Lamentablemente, la respuesta es sólo una: nadie. Está históricamente comprobado que los problemas de la sociedad civil sólo pueden ser resueltos por ella misma, apoyada en sus propias fuerzas, en su unidad y capacidad de reclamo; en consecuencia, al negarse a entender la política y participar en ella, más que resolver sus problemas los agrava, al dejar el poder en manos de quienes tradicionalmente lo han controlado. Este rechazo a identificar por sus hechos a las personas honestas que pueden encabezarlo, educarlo y organizarlo, sólo tiene un resultado: condenarse a vivir por siempre, generación tras generación, en la pobreza.

A final de cuentas, tal actitud conviene a las élites del poder (como las llamó Roderic Ai Camp), pues impide al pueblo construir y confiar en una organización política propia, y darse un liderazgo auténtico que lo encabece; por eso, en vez de la apatía y el agnosticismo debe emprender la difícil, pero posible, tarea de identificar no a quienes puedan “salvarlo”, a pretendidos mesías políticos, que de esos no hay; debe prepararse para asumir directamente una participación organizada y consciente, mas para acometer esta trascendental empresa necesita superar el agnosticismo político, que es paralizante.

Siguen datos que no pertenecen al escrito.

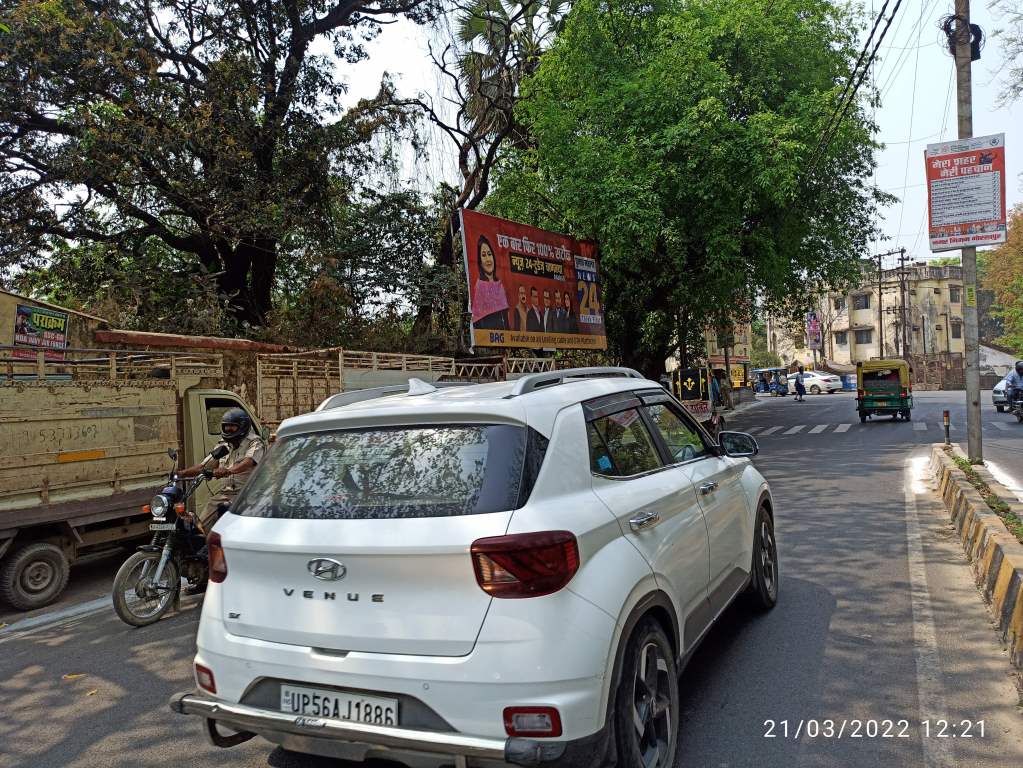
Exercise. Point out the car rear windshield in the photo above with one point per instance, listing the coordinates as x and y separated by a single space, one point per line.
424 471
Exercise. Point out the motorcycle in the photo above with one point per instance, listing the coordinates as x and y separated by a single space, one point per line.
1016 403
148 583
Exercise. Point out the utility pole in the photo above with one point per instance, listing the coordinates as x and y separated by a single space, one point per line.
964 105
881 312
903 295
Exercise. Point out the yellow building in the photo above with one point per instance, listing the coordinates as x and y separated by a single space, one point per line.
928 301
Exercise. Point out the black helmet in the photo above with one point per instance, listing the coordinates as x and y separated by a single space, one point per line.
234 424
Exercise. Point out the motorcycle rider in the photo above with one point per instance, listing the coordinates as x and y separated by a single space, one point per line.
1014 381
246 450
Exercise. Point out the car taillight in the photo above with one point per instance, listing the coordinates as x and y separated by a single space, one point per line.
218 562
525 565
204 676
532 721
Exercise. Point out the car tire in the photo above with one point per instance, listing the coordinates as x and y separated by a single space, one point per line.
34 576
646 716
762 591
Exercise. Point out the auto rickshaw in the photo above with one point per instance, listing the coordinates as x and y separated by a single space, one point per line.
883 388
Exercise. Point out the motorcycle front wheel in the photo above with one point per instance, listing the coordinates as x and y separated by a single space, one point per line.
137 599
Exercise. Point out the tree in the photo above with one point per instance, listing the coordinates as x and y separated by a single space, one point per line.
684 138
1012 43
211 127
1003 274
496 45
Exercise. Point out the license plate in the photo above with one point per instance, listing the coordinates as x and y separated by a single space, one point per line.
338 706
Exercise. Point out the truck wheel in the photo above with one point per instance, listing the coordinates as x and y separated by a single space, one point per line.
34 576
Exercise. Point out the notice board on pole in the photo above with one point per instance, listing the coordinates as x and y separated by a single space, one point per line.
966 192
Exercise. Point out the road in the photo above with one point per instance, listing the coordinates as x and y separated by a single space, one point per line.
878 620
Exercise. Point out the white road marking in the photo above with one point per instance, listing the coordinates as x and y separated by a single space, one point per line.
51 618
937 752
1005 479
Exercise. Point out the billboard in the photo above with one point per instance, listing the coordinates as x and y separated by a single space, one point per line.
966 192
529 287
36 327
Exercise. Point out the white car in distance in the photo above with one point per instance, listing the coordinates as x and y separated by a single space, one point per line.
816 382
488 575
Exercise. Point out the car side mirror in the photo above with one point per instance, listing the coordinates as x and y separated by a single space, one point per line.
738 444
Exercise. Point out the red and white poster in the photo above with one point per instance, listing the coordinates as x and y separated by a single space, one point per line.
531 288
966 192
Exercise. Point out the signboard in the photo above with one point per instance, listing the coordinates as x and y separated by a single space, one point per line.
531 288
812 330
36 327
966 192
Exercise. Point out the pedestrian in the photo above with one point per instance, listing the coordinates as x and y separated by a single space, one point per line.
800 387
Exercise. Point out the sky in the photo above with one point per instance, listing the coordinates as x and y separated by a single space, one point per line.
915 75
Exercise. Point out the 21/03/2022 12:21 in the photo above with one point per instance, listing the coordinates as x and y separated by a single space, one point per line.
872 728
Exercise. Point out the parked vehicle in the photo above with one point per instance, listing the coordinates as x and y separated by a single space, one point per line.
772 380
883 388
83 441
149 581
816 382
998 398
508 573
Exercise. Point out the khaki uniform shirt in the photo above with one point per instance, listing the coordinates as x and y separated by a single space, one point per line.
251 446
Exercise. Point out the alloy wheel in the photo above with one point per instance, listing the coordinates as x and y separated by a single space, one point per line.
652 708
768 557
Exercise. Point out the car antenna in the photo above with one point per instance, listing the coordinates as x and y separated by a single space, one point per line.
418 387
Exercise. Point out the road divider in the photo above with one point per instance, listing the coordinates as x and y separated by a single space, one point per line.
996 555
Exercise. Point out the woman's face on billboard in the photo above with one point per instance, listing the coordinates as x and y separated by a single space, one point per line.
487 259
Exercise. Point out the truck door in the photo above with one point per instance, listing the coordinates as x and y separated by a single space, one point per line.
205 410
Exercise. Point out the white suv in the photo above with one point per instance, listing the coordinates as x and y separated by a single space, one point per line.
486 575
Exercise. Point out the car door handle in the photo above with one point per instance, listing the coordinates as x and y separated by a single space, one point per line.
647 520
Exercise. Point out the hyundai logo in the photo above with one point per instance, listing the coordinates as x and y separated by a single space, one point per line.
327 570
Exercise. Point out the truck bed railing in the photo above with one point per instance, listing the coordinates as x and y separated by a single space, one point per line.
28 363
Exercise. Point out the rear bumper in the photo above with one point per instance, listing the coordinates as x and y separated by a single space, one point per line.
250 721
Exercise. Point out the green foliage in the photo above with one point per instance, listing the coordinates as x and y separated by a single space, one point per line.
1002 272
680 136
213 128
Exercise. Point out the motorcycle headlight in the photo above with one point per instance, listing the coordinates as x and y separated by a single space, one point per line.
160 506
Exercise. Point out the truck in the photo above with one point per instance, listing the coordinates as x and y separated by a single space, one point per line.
84 440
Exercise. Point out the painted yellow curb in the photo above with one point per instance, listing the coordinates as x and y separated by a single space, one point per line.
994 553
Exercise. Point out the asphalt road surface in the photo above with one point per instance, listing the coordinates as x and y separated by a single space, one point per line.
879 636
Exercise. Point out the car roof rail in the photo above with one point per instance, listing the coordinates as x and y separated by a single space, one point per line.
535 381
414 387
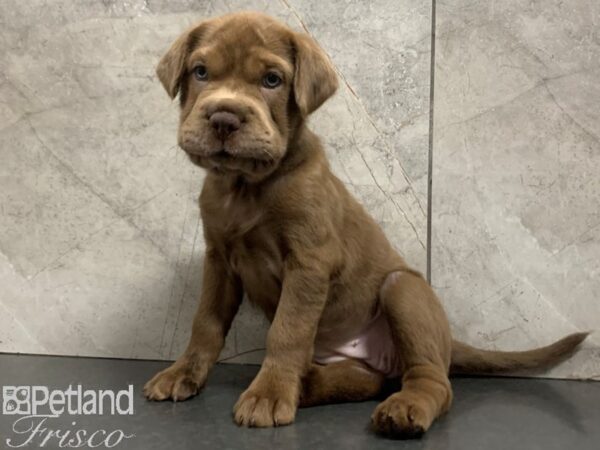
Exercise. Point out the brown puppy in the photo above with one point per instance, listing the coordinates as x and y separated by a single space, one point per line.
281 227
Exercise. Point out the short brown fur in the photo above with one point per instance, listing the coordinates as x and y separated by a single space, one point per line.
281 227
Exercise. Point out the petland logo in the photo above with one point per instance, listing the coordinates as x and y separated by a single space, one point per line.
37 406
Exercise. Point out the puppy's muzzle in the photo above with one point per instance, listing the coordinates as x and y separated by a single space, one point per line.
224 123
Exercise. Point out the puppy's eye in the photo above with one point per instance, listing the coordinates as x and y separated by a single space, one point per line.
201 73
271 80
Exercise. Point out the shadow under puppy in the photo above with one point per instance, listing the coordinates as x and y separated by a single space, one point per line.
346 311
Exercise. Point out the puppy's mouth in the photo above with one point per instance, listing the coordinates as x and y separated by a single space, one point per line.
227 161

No olvidemos que los partidos son el instrumento por excelencia de clases y sectores de clase para reivindicar sus derechos y luchar por el poder, y que en política los individuos aislados se reducen a la nulidad. Así pues, los marginados de nuestra sociedad no pueden conformarse con la tan traída y llevada alternancia partidista, simple cambio de apariencia que no pasa de ser una mera ficción que nada les ha dejado, como no sea la vaga sensación de cambio, a lo sumo de colores en los muros, en los apellidos de los gobernantes o en el discurso oficial, pero sin efecto real alguno en el bienestar de las familias. Por su propio bien, y para el progreso de México, la sociedad civil debe superar el agnosticismo político y la fobia a participar.